Sejak berdirinya, Gontor sudah mengajarkan kedua bahasa asing tersebut. Secara bertahap, bahasa Arab dan Inggris berkembang. Untuk menunjang perkembangannya, pengajaran di kelas menggunakan bahasa Arab dan Inggris, sesuai pelajarannya. Buku-buku materi berbahasa Arab tidak boleh diterjemahkan ke bahasa Indonesia, demikian pula buku-buku pelajaran bahasa Inggris. Kedua jenis pelajaran ini harus disampaikan menggunakan bahasa aslinya. Inilah yang disebut Gontor dengan thariqah mubasyirah.
Metode ini diterapkan sepenuhnya mulai kelas 2 KMI. Di kelas satu, beberapa pelajaran keislaman masih menggunakan bahasa Indonesia. Tapi, khusus untuk pelajaran bahasa Arab yang menggunakan buku “Durusu al-Lughah al-‘Arabiyah” karya K.H. Imam Zarkasyi dan H. Imam Syubani wajib disampaikan dengan bahasa Arab. Pelajaran bahasa Inggris juga demikian.
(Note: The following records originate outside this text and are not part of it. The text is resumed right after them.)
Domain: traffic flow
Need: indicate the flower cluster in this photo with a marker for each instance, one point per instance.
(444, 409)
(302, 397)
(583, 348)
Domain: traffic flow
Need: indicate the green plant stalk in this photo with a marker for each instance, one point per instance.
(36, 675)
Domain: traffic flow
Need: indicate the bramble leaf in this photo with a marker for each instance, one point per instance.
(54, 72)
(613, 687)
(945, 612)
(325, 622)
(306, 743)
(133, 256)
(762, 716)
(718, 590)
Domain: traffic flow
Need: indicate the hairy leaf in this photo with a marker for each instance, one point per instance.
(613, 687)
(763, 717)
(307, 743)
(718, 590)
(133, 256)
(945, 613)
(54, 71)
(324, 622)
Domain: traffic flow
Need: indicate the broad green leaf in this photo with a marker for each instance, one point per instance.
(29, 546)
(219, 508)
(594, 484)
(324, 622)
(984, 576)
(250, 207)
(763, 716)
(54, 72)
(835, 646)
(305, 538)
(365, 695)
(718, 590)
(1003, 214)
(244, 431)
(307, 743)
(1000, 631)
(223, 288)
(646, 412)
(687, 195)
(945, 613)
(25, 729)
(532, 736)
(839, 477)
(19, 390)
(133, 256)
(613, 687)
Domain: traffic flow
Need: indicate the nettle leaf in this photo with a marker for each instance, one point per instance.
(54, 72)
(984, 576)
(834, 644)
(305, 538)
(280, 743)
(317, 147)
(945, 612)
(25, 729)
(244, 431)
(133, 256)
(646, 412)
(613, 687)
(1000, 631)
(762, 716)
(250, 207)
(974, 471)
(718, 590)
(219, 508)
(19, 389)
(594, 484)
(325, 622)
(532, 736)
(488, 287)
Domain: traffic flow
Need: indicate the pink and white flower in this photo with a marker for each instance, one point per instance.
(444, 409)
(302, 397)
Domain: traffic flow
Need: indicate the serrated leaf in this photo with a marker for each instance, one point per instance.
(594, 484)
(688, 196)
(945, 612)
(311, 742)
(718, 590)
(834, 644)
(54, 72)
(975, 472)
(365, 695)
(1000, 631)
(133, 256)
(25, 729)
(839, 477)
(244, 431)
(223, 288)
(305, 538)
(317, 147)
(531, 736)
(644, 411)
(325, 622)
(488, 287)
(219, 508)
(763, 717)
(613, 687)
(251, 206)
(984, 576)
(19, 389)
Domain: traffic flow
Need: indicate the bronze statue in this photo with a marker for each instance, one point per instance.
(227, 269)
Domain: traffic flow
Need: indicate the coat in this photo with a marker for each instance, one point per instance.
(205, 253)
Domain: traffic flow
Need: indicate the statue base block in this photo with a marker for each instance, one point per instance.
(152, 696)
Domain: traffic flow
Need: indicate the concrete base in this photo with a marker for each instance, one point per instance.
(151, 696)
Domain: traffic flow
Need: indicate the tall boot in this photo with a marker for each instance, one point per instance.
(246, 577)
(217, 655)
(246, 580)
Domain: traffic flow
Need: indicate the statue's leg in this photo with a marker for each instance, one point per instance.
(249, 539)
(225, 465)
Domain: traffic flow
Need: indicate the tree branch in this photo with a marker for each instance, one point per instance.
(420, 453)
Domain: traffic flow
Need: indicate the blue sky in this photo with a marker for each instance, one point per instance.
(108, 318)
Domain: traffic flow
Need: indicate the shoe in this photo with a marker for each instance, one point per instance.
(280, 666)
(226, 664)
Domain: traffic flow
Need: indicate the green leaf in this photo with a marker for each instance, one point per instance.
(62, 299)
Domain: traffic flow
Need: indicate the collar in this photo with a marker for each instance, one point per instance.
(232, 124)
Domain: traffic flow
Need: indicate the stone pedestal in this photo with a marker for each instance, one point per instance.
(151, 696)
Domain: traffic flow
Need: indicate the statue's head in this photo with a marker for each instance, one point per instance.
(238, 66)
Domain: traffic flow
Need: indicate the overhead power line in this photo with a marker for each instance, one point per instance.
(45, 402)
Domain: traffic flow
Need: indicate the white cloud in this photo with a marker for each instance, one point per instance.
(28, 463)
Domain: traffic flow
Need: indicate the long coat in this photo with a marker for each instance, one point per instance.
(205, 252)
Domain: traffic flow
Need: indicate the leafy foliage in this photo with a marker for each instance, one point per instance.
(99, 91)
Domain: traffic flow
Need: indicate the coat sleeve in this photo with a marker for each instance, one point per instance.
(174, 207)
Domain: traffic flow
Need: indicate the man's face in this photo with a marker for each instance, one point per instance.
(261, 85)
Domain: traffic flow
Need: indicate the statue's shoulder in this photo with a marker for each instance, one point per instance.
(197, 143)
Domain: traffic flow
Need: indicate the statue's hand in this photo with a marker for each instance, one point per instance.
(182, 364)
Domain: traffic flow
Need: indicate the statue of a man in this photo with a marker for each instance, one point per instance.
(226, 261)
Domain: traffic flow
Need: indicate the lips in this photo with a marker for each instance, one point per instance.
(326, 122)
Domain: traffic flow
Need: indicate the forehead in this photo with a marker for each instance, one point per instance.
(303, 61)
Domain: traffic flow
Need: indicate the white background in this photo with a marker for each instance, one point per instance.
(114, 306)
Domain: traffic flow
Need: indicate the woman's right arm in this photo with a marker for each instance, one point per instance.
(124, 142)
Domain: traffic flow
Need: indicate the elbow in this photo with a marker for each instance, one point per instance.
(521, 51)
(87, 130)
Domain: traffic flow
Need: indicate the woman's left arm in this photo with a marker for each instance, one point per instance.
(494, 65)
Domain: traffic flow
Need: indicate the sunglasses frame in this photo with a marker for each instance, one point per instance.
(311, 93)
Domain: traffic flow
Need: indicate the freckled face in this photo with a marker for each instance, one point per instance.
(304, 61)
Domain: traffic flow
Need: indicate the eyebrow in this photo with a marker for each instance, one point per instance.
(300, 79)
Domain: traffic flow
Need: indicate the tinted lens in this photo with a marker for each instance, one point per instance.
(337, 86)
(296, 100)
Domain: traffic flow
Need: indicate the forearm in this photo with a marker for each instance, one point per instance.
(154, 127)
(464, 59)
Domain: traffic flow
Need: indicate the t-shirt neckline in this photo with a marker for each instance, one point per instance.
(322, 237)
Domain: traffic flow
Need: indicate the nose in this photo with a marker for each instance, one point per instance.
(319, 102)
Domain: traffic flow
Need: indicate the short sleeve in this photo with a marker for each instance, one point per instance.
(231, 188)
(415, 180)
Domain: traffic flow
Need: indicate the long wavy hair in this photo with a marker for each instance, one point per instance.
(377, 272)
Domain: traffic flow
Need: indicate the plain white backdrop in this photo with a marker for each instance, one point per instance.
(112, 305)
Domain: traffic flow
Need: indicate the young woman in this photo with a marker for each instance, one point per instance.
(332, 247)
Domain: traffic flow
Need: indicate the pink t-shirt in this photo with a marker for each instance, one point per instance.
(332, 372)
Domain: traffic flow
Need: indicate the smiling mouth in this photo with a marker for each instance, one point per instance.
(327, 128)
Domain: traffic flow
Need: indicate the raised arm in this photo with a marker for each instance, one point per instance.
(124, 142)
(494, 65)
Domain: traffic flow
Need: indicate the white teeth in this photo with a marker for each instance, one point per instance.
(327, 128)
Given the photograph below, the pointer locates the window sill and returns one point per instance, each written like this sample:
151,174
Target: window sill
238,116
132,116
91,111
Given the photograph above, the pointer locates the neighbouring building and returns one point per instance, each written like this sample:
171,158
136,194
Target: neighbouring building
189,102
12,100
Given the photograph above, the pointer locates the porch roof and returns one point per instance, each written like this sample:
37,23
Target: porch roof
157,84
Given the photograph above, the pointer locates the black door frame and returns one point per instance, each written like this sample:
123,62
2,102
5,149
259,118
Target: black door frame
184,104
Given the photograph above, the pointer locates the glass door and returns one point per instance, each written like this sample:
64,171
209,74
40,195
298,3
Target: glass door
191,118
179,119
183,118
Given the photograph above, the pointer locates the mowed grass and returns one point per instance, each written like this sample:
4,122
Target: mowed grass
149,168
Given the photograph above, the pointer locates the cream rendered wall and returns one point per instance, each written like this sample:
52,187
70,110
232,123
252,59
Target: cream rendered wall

Di asrama, santri-santri harus menggunakan bahasa Arab atau Inggris dalam setiap percakapannya. Demikian pula dalam pergaulan mereka dengan santri-santri lain di luar asrama. Ada istilah minggu bahasa Arab dan minggu bahasa Inggris di Gontor, atau diistilahkan juga dalam bahasa Inggris dengan Arabic fortnight and English fortnight. Sedangkan dalam bahasa Arab diberi istilah al-usbu’ al-‘Araby wa al-usbu’ al-Injilizy.
Maksudnya, untuk penerapan kedua bahasa asing tersebut dalam percakapan santri-santri, Gontor menjadwalkannya secara teratur dalam dua mingguan, dua minggu khusus untuk bahasa Arab, dan kemudian berganti bahasa Inggris untuk dua minggu selanjutnya. Biasanya, pergantian bahasa itu berlangsung di hari Jum’at, tepat setelah Maghrib, saat pengumuman harian terkait kegiatan pondok atau santri dibacakan Bagian Penerangan Organisasi Pelajar Pondok Modern (OPPM). Jika pengumuman itu berbahasa Arab, berarti mulai saat itu hingga dua minggu ke depan santri-santri wajib berbahasa Arab. Sebaliknya, jika pengumumannya berbahasa Inggris, berarti mereka telah memasuki minggu bahasa Inggris.
Peraturan ini berjalan dengan disiplin tinggi. Di asrama, santri-santri diawasi para pengurus dari kelas 5. Sedangkan kelas 6 selaku pengurus OPPM, khususnya Bagian Penggerak Bahasa Pusat atau lebih dikenal dengan istilah The Centre for Language Improvement (CLI) dalam bahasa Inggris dan Qismu Ihyȃi al-Lughah al-Markazy dalam istilah Arab-nya, mengawasi jalannya disiplin bahasa di asrama-asrama dan di kawasan pondok secara menyeluruh.
Mereka bertanggung jawab kepada Bagian Pembimbing Bahasa atau Qismu Haiati Isyrȃfi al-Lughah yang dipegang guru-guru pembimbing bahasa. Bagian Pembimbing Bahasa yang dikenal juga dengan istilah Language Advisory Council (LAC) ini mengawasi dan membimbing langsung jalannya disiplin bahasa kelas 6 secara khusus. Seluruh santri tidak diperbolehkan menggunakan bahasa Indonesia dalam percakapan sehari-hari mereka, apalagi bahasa daerah, termasuk santri-santri dari kelas 6.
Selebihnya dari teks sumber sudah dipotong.